Dans un communiqué intitulé La souffrance n'a pas de genre...
et diffusé l'an dernier par l'Association québécoise
de suicidologie, on imputait ce haut taux de suicides à deux facteurs:
1) la socialisation masculine qui facilite, d'une part, l'émergence
de certains facteurs de risque et, d'autre part, inhibe certains facteurs
de protection et 2) un réseau social beaucoup moins développé
chez l'homme que chez la femme, ce qui rend plus difficile la détection
et la prévention.
Mention anodine au bout d'un paragraphe: « Enfin, les
années post-révolution tranquille semblent offrir de meilleures
possibilités d'avenir aux femmes, alors qu'elles laissent les hommes
dans un certain flou identitaire. » Se pourrait-il que
notre mythique Révolution tranquille soit partiellement responsable
de ce « malaise » qui chaque année chope
la vie de milliers de Québécois? Une étude approfondie
du sujet nous éclairerait sans doute, mais pour l'instant, le fait
que le groupe d'hommes qui s'enlèvent le plus la vie soit celui
des 20/40 ans – les enfants de cette révolution et leurs propres
enfants – en dit suffisamment long...
Say
You Want a Revolution
Pourquoi plus ici qu'ailleurs? Le principal changement majeur à
s'être produit depuis la Révolution tranquille dans la vie
des Québécois, et qui expliquerait peut-être pourquoi
le Québec possède l'un des plus haut taux de suicide masculin
de tous les pays industrialisés, est l'élargissement de l'État.

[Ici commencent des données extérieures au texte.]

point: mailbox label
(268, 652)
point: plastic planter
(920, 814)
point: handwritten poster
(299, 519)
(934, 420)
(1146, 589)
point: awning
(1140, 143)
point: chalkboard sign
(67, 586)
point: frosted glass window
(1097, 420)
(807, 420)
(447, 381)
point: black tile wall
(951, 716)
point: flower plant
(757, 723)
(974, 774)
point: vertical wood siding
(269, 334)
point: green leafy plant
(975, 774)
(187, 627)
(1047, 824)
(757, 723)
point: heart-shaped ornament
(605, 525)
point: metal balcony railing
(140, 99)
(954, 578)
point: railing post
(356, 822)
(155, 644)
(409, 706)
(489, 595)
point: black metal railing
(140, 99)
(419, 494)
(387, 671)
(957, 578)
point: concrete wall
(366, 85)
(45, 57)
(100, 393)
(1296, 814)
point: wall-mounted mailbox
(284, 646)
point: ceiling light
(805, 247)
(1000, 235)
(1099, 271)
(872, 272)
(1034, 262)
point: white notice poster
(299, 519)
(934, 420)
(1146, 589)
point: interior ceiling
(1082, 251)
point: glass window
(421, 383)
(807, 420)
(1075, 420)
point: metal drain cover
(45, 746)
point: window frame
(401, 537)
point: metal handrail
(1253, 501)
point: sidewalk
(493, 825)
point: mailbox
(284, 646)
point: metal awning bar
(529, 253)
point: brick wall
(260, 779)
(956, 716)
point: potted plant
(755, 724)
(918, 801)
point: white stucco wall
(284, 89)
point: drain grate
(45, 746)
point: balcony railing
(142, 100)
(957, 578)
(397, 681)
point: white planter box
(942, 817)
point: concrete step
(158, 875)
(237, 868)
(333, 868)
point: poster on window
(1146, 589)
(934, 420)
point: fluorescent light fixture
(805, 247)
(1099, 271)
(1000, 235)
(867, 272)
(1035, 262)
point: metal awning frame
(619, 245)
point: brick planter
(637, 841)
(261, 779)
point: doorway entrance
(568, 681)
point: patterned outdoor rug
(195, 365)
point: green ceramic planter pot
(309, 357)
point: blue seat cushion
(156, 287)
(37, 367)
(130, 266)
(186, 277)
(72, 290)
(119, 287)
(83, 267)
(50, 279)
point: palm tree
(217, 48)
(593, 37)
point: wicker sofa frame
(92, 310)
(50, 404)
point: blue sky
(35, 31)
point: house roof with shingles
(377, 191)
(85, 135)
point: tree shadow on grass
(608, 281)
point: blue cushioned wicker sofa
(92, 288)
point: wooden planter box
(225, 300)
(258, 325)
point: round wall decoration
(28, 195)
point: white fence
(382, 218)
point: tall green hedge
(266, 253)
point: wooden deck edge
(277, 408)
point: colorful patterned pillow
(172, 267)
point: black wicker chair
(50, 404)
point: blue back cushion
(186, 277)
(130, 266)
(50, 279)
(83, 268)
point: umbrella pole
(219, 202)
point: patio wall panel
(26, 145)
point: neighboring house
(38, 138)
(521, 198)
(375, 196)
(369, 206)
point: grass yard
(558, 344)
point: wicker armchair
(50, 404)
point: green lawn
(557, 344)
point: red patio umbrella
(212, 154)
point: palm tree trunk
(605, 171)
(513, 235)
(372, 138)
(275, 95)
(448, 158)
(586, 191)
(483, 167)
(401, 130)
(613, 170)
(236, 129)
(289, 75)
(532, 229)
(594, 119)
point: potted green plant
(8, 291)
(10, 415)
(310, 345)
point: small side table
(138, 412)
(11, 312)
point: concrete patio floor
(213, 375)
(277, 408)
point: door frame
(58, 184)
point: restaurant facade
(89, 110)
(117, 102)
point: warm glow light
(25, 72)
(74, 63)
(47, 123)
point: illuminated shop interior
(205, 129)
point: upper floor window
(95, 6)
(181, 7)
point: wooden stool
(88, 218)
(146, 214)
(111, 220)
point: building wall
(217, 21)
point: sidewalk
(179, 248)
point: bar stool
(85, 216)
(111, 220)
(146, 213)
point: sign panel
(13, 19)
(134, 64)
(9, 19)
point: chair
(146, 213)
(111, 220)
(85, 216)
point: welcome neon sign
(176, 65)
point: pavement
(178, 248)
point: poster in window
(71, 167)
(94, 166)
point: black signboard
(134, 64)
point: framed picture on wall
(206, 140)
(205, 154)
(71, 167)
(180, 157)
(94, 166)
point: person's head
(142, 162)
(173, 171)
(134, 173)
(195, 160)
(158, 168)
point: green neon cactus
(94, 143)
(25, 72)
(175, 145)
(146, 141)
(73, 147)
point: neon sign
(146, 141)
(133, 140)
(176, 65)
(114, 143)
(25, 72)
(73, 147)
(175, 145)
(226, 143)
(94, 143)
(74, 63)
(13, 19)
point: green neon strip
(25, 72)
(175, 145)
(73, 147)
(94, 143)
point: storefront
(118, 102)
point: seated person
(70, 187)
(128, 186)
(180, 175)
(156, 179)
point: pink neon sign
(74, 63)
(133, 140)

Si pour plusieurs la Révolution tranquille signale l'entrée
du Québec dans la modernité, dans les faits, elle signale
l'entrée en scène de l'État tel qu'on le connaît
aujourd'hui: omniprésent.
Comme l'écrivait Jean-Luc Migué l'an dernier dans les pages
du QL: « Concrètement, modèle québécois
et révolution tranquille ont voulu dire gonflement de la taille
de l'État par l'explosion des dépenses et l'alourdissement
consécutif de la fiscalité: la part de l'État de l'activité
économique est passée de 27-28% en 1960 à plus de
50% au début des années 90. » (LA
RÉVOLUTION TRANQUILLE, UN TOURNANT POUR LE PIRE,
le QL, no 56)
« L'homme traditionnel dont le rôle était de protéger
et de subvenir aux besoins de sa famille a été détrôné
par le bureaucrate. En tout cas, plus ici qu'ailleurs. »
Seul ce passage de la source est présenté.